The new playground also includes numerous sensory items like drums and bells, and educational components.

The new playground was designed by Miracle Playground under Churchich Recreation and done under a budget of $337,399.75.

Of great value besides the equipment itself, Cleland Park’s security measures have also been ramped up significantly.

New surveillance cameras watch over all areas of the park, obviously including the new playground, allowing law enforcement to remotely monitor against wrong-doers. Officers patrolling in the vicinity at any given time can have a near-immediate response time to Cleland Park.

In fact, according to Mayor Nathan Clay, one wrong-doer who had attempted to mess with the nearly finished park equipment was already apprehended after the cameras were installed.

Newer technology is the benefit in this surveillance system, as video footage is not the low quality, grainy imagery that used to come out of such cameras. The cameras are high definition and remotely accessible. Footage is streamed from the cameras, not stored in them.
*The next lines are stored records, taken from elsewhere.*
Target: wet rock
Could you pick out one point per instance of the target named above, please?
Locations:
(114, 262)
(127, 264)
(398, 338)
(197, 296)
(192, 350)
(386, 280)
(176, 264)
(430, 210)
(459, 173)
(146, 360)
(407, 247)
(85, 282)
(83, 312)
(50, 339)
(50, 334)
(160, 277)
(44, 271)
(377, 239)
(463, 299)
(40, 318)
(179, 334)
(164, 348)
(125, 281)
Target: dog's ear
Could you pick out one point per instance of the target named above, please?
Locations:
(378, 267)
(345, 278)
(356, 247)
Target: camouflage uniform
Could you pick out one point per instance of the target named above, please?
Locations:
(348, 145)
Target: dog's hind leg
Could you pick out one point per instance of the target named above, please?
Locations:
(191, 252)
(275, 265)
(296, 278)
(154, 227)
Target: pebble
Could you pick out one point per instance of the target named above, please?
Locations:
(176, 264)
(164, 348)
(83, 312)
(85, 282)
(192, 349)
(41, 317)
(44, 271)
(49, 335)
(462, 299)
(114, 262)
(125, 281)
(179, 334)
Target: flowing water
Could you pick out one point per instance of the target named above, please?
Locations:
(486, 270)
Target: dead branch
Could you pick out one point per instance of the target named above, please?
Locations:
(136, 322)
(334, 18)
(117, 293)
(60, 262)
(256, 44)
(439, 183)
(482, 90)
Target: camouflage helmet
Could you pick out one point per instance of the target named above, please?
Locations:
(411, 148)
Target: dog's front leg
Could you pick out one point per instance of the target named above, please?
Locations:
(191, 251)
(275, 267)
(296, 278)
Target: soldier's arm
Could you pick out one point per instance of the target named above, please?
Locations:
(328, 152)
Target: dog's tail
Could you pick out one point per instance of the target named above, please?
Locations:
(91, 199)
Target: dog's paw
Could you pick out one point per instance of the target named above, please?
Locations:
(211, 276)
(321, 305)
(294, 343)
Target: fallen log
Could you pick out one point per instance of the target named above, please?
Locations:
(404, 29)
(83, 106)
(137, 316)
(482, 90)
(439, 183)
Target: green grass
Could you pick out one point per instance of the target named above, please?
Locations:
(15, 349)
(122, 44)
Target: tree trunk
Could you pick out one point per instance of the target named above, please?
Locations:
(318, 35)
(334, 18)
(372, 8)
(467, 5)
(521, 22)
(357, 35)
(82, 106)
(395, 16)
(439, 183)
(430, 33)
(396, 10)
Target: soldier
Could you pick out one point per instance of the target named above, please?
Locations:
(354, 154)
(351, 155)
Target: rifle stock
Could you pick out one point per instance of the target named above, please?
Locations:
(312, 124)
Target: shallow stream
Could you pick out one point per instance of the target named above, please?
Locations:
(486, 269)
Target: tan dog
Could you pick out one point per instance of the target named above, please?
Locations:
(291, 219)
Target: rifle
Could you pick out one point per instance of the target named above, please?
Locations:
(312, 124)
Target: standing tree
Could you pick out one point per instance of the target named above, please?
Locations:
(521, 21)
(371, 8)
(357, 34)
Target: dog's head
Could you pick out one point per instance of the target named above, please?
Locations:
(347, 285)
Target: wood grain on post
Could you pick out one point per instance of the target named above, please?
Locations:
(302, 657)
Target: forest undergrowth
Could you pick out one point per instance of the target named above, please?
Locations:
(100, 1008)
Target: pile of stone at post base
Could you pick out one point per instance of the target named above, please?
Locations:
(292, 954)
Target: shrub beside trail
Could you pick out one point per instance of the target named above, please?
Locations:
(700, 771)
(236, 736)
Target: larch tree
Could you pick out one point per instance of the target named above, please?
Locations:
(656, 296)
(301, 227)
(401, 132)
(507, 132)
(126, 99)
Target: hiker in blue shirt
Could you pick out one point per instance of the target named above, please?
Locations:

It can be accessed at a moment’s notice through a mobile app, which certain city staff had with them at the grand opening ceremony Saturday.

The surveillance system was installed by Adam Suppes, Delta municipal light and power supervisor.

Clay spoke at the grand opening, giving thanks to a handful of parties, including Parks and Recreation Manager Shaun Barnard, Suppes, the Delta Police Department and City Manager Elyse Casselberry. He also gave thanks to previous staff and officials who got the ball rolling on the project nearly two years ago, including David Torgler, the city’s previous city manager, and Tony Bohling, the previous parks and recreation manager.

Bohling was present at the grand opening and said some things himself.

He recalled that designs and colors of the new playground went out for a vote on social media, where they received hundreds of votes from members of the community. The special services department, led by Sandy Jungers, of the school district stepped in to do its part by helping in the designs for the ADA youth.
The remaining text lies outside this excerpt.